Casey Planters leaned against her editor's desk, watching him read the article she had just handed to him.
“Looks good, Case,” John Landau said, handing her back the sheets of paper. “Just make sure the facts are triple-checked. Has it been copy edited yet?”
“Twice,” Casey nodded.
John leaned back in his chair, glancing up at the brunette in front of him. He had worked with her for a number of years and knew she was thorough and dedicated. Her latest article was very good, but there was something about it he couldn't put his finger on.
“Are you one hundred percent behind what you wrote?” he suddenly asked, aware of the guarded look in her brown eyes.
“The facts don't lie,” Case answered.
“That's not what I asked,” John replied. “I feel some hesitation. You know that this article will make waves, facts or not. I need to know if you can handle the pressure and fallout.”
“Have you ever known me not to?”
“Not yet,” he answered in all honesty. “But this is not an article exposing a meth lab or illegal dog-fighting ring. Are you absolutely sure your source is right?”
“Never steered me wrong before,” Casey answered with a tight smile.
“Still, you're hesitant,” John concluded. “Why is that?”
“I saw her, John.
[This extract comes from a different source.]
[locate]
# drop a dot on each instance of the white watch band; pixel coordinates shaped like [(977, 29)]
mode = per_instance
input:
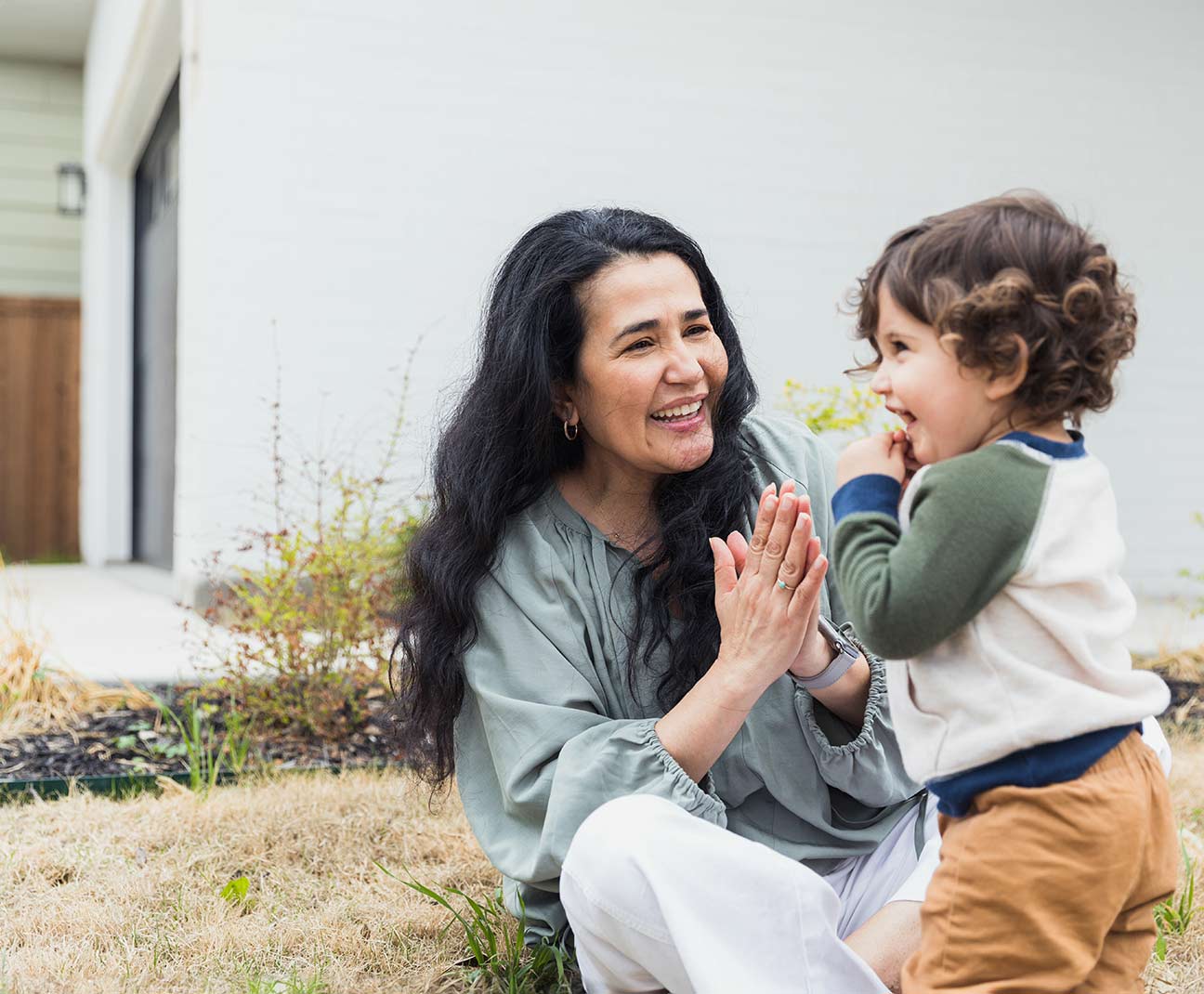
[(846, 654)]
I mean, I had the picture, of course, that's why I recognized her, but I saw her when I ran into her and the other woman. First impressions are important to me and my gut feeling tells me things might not be what they seem.”
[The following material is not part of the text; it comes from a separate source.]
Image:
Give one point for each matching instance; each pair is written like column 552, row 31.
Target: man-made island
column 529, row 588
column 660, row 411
“Are you asking me to hold off on printing this Sunday?”
Casey Planters exhaled slowly and her brown eyes were troubled when they looked at her editor and long-time friend.
“I would,” John nodded. “You're one of the best investigative journalists I have, Case. If you feel there's more to the story, I'll go with that.”
“Thanks, John,” Casey sighed, raking her fingers through her short brown hair.
“What are your plans?”
“I'd like to go to Concord, New Hampshire, and talk to some people there, just to make sure. “
“Really?” John asked with raised eyebrows. “Even you can't just waltz into the Major Crimes Unit and start asking questions.”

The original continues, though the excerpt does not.